Now we can call the function we created to instantiate that model and confirm that it is set up the way we like using model.sumary().

In [None]:
encode_vocab_size = len(source_id_vocab_dict.keys())
decode_vocab_size = len(target_id_vocab_dict.keys())

translation_model_no_att = create_translation_model_no_att(encode_vocab_size, decode_vocab_size, embed_dim)

translation_model_no_att.summary()

Model: "model"
__________________________________________________________________________________________________
 Layer (type)                   Output Shape         Param #     Connected to                     
 source_input_no_att (InputLaye  [(None, 6)]         0           []                               
 r)                                                                                               
                                                                                                  
 target_input_no_att (InputLaye  [(None, 13)]        0           []                               
 r)                                                                                               
                                                                                                  
 source_embedding_layer_no_att   (None, 6, 100)      200200      ['source_input_no_att[0][0]']    
 (Embedding)                                                                                  

It never hurts to look at the shapes of the outputs.

In [None]:
translation_model_no_att.predict(x=[train_source_input_data, train_target_input_data]).shape



(8047, 13, 3004)

Now that everything checks out, we can train our model.

In [None]:
translation_model_no_att.fit(x=[train_source_input_data, train_target_input_data],
                             y=train_target_output_data,
                             validation_data=([test_source_input_data, test_target_input_data],
                                              test_target_output_data),
                             epochs=40)

Epoch 1/40
Epoch 2/40
Epoch 3/40
Epoch 4/40
Epoch 5/40
Epoch 6/40
Epoch 7/40
Epoch 8/40
Epoch 9/40
Epoch 10/40
Epoch 11/40
Epoch 12/40
Epoch 13/40
Epoch 14/40
Epoch 15/40
Epoch 16/40
Epoch 17/40
Epoch 18/40
Epoch 19/40
Epoch 20/40
Epoch 21/40
Epoch 22/40
Epoch 23/40
Epoch 24/40
Epoch 25/40
Epoch 26/40
Epoch 27/40
Epoch 28/40
Epoch 29/40
Epoch 30/40
Epoch 31/40
Epoch 32/40
Epoch 33/40
Epoch 34/40
Epoch 35/40
Epoch 36/40
Epoch 37/40
Epoch 38/40
Epoch 39/40
Epoch 40/40


<keras.callbacks.History at 0x7f2c002138e0>

[Return to Top](#returnToTop)  
<a id = 's2sAttention'></a>

### 2.3 The Seq2seq model with Attention

All we need to do is add an attention layer that ceates a context vector for each decoder position.
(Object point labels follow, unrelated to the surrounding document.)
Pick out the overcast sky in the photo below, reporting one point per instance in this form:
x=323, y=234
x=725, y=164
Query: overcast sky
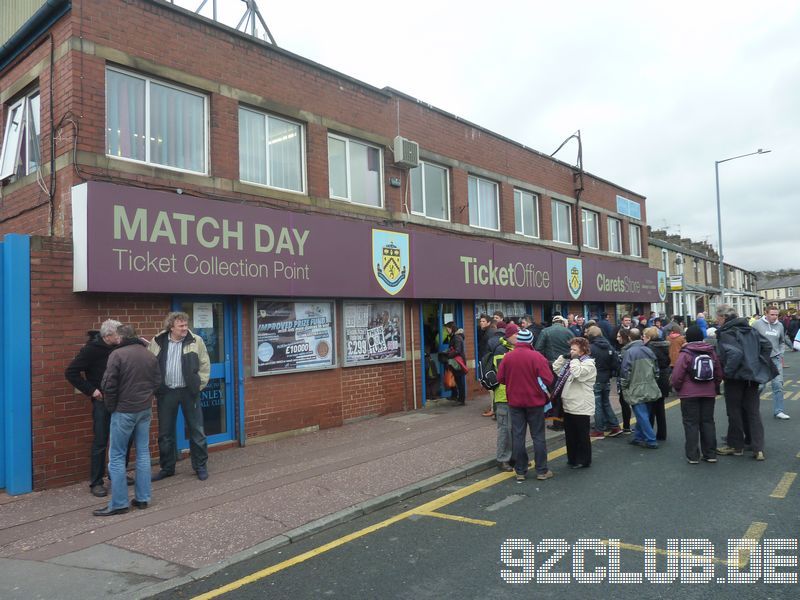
x=660, y=91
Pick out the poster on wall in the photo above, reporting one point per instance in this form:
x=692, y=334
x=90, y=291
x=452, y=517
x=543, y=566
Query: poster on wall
x=293, y=336
x=373, y=332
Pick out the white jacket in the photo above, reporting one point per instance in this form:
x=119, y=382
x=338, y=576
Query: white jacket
x=578, y=394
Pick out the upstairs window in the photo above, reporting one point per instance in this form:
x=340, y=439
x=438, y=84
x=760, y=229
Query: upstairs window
x=355, y=171
x=20, y=153
x=591, y=228
x=615, y=239
x=270, y=151
x=430, y=191
x=155, y=123
x=636, y=240
x=484, y=208
x=562, y=222
x=526, y=213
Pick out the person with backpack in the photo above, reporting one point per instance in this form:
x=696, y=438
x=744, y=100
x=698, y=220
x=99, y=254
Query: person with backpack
x=745, y=357
x=639, y=382
x=606, y=361
x=696, y=377
x=503, y=345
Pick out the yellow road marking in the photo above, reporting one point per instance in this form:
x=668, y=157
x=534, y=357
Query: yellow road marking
x=425, y=509
x=754, y=532
x=636, y=548
x=783, y=486
x=458, y=518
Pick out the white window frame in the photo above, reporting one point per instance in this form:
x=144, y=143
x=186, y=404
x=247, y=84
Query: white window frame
x=584, y=227
x=148, y=81
x=13, y=139
x=635, y=229
x=423, y=165
x=612, y=224
x=535, y=199
x=554, y=218
x=496, y=187
x=267, y=116
x=349, y=198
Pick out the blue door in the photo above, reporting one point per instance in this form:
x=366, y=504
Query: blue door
x=211, y=318
x=433, y=316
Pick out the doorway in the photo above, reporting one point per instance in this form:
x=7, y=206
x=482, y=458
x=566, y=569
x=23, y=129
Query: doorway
x=212, y=320
x=433, y=317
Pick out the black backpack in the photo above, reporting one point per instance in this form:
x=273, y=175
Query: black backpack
x=487, y=372
x=702, y=368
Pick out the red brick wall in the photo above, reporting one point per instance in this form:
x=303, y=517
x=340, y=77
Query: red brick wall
x=62, y=416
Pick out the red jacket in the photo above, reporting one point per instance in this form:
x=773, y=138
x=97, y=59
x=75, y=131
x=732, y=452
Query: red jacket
x=681, y=378
x=519, y=372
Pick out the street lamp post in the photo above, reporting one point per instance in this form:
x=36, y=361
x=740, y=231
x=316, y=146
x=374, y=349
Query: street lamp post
x=719, y=218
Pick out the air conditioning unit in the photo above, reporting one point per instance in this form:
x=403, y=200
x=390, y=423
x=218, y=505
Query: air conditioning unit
x=406, y=153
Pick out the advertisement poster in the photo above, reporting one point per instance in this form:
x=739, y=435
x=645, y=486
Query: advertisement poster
x=293, y=336
x=373, y=332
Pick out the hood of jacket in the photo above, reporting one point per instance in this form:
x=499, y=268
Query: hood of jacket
x=601, y=342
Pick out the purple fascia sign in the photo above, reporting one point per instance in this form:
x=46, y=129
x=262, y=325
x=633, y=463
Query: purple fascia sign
x=136, y=240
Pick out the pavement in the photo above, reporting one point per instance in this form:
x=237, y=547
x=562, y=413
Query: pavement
x=262, y=496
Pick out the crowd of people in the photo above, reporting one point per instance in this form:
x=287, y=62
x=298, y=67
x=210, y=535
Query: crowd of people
x=563, y=373
x=121, y=373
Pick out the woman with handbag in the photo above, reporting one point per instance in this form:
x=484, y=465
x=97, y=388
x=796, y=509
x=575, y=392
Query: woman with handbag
x=578, y=373
x=456, y=361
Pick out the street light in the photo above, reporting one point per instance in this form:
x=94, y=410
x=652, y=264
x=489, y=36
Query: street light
x=719, y=217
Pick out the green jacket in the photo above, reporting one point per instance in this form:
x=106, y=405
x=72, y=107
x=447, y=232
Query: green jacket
x=499, y=352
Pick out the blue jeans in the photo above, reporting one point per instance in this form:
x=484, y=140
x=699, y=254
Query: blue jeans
x=523, y=419
x=604, y=417
x=643, y=432
x=123, y=425
x=777, y=386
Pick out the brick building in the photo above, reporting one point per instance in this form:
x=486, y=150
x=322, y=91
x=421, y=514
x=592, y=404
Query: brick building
x=176, y=163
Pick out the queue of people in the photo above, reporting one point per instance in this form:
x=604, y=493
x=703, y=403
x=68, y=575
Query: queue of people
x=122, y=374
x=575, y=372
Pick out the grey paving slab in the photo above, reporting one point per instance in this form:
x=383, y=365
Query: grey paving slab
x=105, y=557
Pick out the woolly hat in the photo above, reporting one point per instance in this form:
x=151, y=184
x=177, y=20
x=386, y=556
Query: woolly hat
x=524, y=337
x=694, y=334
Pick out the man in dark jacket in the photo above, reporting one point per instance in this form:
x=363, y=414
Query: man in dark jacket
x=185, y=369
x=745, y=357
x=606, y=361
x=131, y=378
x=85, y=373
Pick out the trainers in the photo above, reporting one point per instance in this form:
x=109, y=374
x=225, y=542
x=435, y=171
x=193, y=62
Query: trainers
x=99, y=490
x=728, y=451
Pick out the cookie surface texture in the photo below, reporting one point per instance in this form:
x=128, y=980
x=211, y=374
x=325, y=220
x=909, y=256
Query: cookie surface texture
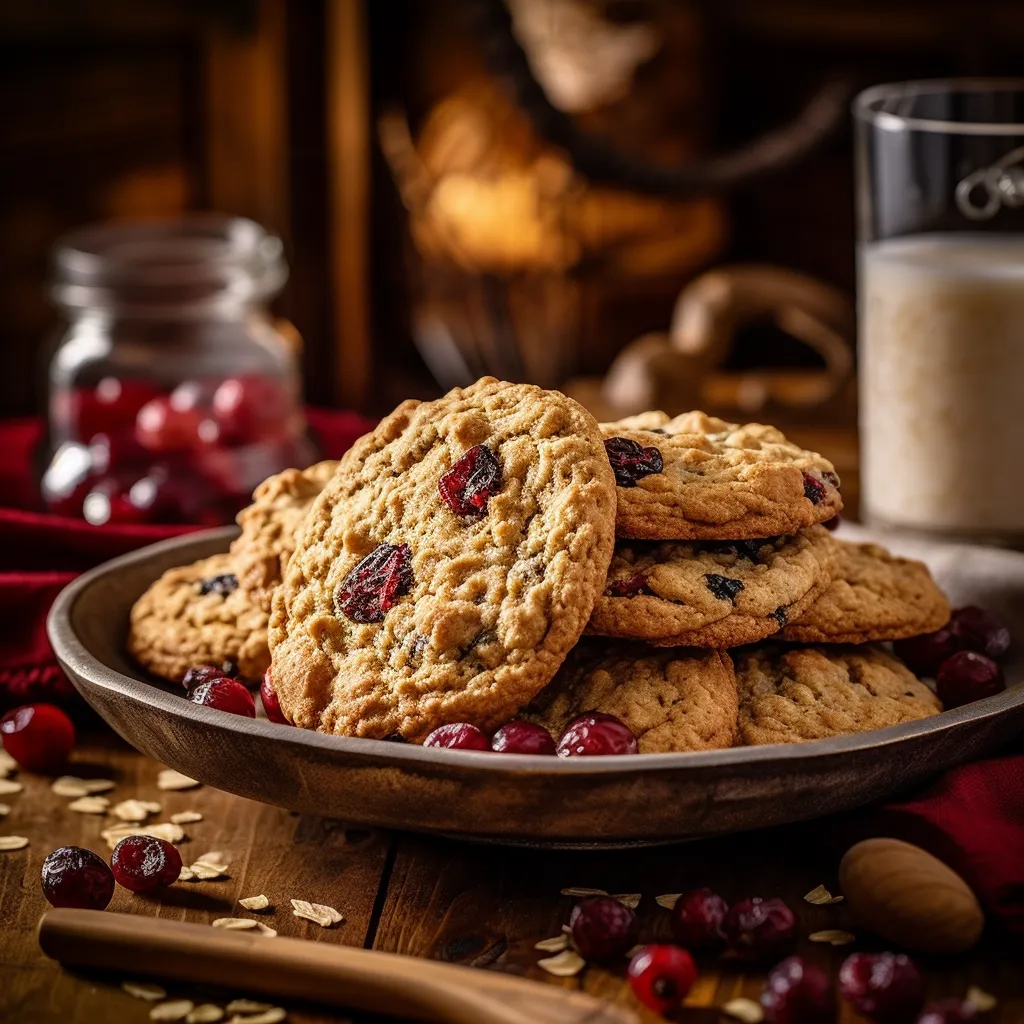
x=673, y=700
x=712, y=594
x=791, y=696
x=697, y=477
x=197, y=614
x=448, y=567
x=873, y=596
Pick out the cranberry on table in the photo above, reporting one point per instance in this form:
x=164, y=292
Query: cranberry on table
x=522, y=737
x=77, y=878
x=759, y=929
x=142, y=863
x=696, y=920
x=798, y=992
x=602, y=928
x=224, y=694
x=887, y=987
x=458, y=736
x=594, y=734
x=270, y=702
x=660, y=976
x=38, y=736
x=968, y=676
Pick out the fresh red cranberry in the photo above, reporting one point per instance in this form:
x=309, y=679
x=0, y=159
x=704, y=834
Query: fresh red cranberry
x=798, y=992
x=924, y=654
x=468, y=485
x=522, y=737
x=660, y=976
x=631, y=461
x=948, y=1012
x=39, y=737
x=458, y=736
x=270, y=702
x=376, y=583
x=696, y=920
x=976, y=629
x=602, y=928
x=887, y=988
x=968, y=676
x=595, y=733
x=759, y=929
x=73, y=877
x=224, y=694
x=142, y=863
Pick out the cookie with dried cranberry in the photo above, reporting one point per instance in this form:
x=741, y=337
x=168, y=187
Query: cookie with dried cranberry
x=448, y=567
x=696, y=477
x=198, y=614
x=873, y=596
x=799, y=694
x=269, y=525
x=712, y=593
x=673, y=700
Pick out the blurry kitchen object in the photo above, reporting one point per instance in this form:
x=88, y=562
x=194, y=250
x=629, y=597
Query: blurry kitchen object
x=172, y=392
x=940, y=196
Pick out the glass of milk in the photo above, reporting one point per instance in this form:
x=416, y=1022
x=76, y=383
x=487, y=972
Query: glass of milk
x=940, y=225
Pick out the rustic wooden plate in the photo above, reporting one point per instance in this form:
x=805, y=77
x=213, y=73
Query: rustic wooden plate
x=516, y=799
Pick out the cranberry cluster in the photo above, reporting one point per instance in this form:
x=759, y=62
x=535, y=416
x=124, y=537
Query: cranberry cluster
x=961, y=656
x=587, y=735
x=143, y=456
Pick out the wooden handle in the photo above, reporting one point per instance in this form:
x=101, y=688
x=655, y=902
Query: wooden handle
x=356, y=979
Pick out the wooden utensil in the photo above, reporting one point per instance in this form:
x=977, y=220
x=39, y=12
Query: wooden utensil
x=320, y=972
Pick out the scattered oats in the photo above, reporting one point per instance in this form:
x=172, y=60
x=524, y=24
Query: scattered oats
x=143, y=990
x=316, y=912
x=163, y=829
x=565, y=965
x=186, y=817
x=981, y=1000
x=632, y=900
x=744, y=1010
x=834, y=936
x=206, y=1013
x=89, y=805
x=176, y=1010
x=171, y=779
x=821, y=897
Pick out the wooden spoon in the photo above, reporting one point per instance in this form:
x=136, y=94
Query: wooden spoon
x=321, y=972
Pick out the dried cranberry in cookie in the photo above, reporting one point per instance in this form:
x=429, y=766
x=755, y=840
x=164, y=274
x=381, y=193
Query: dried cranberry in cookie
x=715, y=479
x=432, y=585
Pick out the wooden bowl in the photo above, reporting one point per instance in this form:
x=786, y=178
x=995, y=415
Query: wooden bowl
x=608, y=801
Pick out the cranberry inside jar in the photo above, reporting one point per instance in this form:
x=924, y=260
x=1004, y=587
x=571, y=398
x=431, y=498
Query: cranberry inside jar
x=172, y=393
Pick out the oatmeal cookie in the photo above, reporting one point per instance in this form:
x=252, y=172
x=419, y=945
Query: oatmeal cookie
x=873, y=596
x=790, y=696
x=672, y=699
x=448, y=567
x=712, y=593
x=696, y=477
x=269, y=524
x=197, y=614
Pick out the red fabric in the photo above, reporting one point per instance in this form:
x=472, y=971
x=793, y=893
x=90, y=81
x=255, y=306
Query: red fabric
x=972, y=818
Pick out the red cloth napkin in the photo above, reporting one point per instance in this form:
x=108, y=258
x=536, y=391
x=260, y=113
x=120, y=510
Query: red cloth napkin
x=972, y=818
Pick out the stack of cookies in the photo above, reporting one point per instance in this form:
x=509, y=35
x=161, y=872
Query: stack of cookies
x=446, y=569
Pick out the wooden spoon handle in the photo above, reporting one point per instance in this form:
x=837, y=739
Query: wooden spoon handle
x=358, y=979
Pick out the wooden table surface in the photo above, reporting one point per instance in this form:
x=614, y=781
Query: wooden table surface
x=478, y=905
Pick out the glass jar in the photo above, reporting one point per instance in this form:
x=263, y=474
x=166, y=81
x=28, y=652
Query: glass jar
x=172, y=392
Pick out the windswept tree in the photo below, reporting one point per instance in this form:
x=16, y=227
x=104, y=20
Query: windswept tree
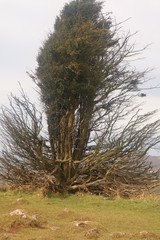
x=88, y=86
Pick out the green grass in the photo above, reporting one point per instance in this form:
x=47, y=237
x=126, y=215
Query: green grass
x=55, y=217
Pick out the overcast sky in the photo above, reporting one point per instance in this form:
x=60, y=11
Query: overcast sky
x=24, y=25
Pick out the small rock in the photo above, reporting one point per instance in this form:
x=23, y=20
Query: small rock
x=143, y=233
x=18, y=212
x=81, y=223
x=54, y=228
x=92, y=233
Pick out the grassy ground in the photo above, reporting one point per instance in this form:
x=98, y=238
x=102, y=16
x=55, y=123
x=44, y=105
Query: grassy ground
x=56, y=217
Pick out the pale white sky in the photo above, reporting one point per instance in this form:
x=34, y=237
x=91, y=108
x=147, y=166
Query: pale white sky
x=24, y=24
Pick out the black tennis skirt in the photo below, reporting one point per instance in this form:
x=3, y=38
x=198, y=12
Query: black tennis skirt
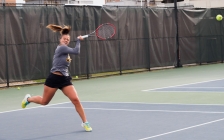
x=58, y=81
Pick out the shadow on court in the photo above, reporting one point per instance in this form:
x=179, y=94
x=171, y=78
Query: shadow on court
x=115, y=121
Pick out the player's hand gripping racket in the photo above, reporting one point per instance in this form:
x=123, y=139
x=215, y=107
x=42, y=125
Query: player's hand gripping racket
x=104, y=31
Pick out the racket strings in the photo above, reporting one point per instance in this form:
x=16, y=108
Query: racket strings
x=106, y=31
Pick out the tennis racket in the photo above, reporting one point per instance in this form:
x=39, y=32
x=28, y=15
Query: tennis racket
x=104, y=31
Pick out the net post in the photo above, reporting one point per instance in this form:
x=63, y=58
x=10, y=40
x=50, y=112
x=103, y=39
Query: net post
x=178, y=64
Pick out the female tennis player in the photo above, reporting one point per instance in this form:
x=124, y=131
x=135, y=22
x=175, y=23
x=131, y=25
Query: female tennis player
x=59, y=77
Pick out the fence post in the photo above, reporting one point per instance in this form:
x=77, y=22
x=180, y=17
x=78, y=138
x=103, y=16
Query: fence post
x=6, y=49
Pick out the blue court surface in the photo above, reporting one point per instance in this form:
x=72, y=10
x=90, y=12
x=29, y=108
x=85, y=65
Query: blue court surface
x=115, y=121
x=206, y=86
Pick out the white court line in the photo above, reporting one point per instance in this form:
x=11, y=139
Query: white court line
x=31, y=108
x=198, y=87
x=182, y=85
x=181, y=129
x=142, y=103
x=135, y=110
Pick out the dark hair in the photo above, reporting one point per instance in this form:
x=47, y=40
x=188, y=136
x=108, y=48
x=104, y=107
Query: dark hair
x=56, y=28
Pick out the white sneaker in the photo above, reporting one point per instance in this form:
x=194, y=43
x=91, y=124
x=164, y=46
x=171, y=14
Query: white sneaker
x=86, y=126
x=25, y=101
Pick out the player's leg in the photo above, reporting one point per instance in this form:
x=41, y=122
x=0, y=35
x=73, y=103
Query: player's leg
x=71, y=93
x=43, y=100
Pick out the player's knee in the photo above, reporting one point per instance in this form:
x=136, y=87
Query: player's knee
x=44, y=103
x=75, y=101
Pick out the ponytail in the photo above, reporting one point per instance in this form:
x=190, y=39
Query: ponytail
x=56, y=28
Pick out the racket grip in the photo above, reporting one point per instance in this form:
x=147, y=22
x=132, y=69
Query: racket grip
x=85, y=36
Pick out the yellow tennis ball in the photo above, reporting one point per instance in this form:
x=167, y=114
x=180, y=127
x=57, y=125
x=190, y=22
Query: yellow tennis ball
x=219, y=17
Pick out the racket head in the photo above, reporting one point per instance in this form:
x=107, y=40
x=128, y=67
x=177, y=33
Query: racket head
x=105, y=31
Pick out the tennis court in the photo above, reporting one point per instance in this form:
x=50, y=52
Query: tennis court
x=173, y=104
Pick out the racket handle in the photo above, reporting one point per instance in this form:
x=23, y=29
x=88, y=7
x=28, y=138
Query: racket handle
x=85, y=36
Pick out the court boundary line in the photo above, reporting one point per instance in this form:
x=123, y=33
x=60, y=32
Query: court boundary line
x=110, y=102
x=136, y=110
x=145, y=90
x=178, y=130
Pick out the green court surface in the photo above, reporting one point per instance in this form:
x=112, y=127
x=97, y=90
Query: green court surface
x=129, y=88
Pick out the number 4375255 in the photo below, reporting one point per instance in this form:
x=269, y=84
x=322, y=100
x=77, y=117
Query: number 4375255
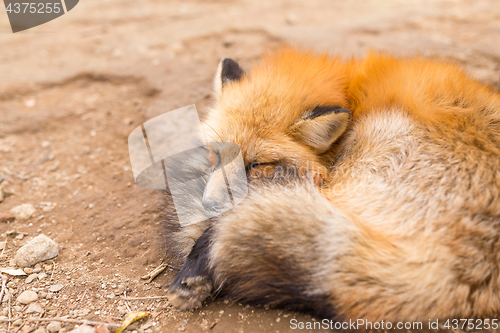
x=34, y=8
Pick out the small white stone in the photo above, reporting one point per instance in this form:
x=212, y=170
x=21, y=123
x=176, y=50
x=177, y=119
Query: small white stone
x=38, y=249
x=34, y=308
x=27, y=297
x=55, y=288
x=23, y=212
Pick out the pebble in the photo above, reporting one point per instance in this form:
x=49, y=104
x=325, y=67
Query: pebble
x=54, y=326
x=7, y=217
x=23, y=212
x=122, y=310
x=34, y=308
x=27, y=297
x=55, y=288
x=30, y=278
x=83, y=329
x=38, y=249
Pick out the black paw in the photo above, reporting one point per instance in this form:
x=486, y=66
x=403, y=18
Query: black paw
x=189, y=292
x=193, y=284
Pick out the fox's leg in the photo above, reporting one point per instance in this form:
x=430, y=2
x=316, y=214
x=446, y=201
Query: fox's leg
x=265, y=251
x=292, y=248
x=193, y=284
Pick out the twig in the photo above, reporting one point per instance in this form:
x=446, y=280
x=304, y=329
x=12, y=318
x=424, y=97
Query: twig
x=154, y=273
x=10, y=317
x=4, y=246
x=76, y=321
x=126, y=304
x=143, y=298
x=4, y=281
x=38, y=323
x=13, y=174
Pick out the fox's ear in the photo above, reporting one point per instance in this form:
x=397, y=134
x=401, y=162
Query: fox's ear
x=320, y=127
x=228, y=70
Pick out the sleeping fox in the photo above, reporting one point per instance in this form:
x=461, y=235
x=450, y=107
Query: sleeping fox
x=405, y=222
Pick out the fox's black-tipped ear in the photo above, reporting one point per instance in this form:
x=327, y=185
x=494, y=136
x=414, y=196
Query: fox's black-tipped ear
x=321, y=126
x=228, y=70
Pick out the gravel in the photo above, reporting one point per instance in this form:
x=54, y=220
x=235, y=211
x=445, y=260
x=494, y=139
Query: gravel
x=23, y=212
x=54, y=326
x=83, y=329
x=55, y=288
x=27, y=297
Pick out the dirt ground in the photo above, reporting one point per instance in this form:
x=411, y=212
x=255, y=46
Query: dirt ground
x=72, y=90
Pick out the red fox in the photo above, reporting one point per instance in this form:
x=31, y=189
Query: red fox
x=405, y=222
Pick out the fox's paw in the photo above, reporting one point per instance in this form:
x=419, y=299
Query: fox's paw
x=188, y=293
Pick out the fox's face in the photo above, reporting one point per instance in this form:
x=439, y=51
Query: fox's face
x=288, y=112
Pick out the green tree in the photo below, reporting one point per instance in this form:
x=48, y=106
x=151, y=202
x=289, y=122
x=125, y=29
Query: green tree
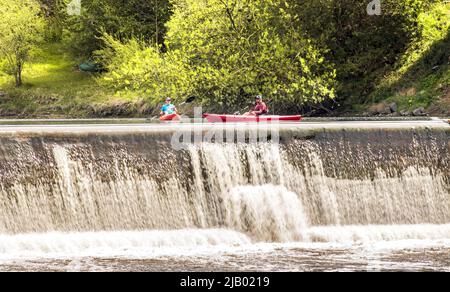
x=21, y=27
x=239, y=48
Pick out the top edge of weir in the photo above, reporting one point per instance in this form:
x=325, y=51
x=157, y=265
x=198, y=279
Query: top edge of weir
x=111, y=129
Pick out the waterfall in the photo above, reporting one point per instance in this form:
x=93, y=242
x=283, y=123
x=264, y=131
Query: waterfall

We can use the attention layer provided by Keras in *tf.keras.layers.Attention()*.  We will then simply concatenate these corresponding context vectors with the output of the LSTM layer in order to predict the translation tokens one by one.

In [None]:
def create_translation_model_with_att(encode_vocab_size, decode_vocab_size, embed_dim):

    source_input_with_att = tf.keras.layers.Input(shape=(max_encoder_seq_length,), 
                                                  dtype='int64',
                                                  name='source_input_with_att')
    target_input_with_att = tf.keras.layers.Input(shape=(max_decoder_seq_length,), 
                                                  dtype='int64',
                                                  name='target_input_with_att')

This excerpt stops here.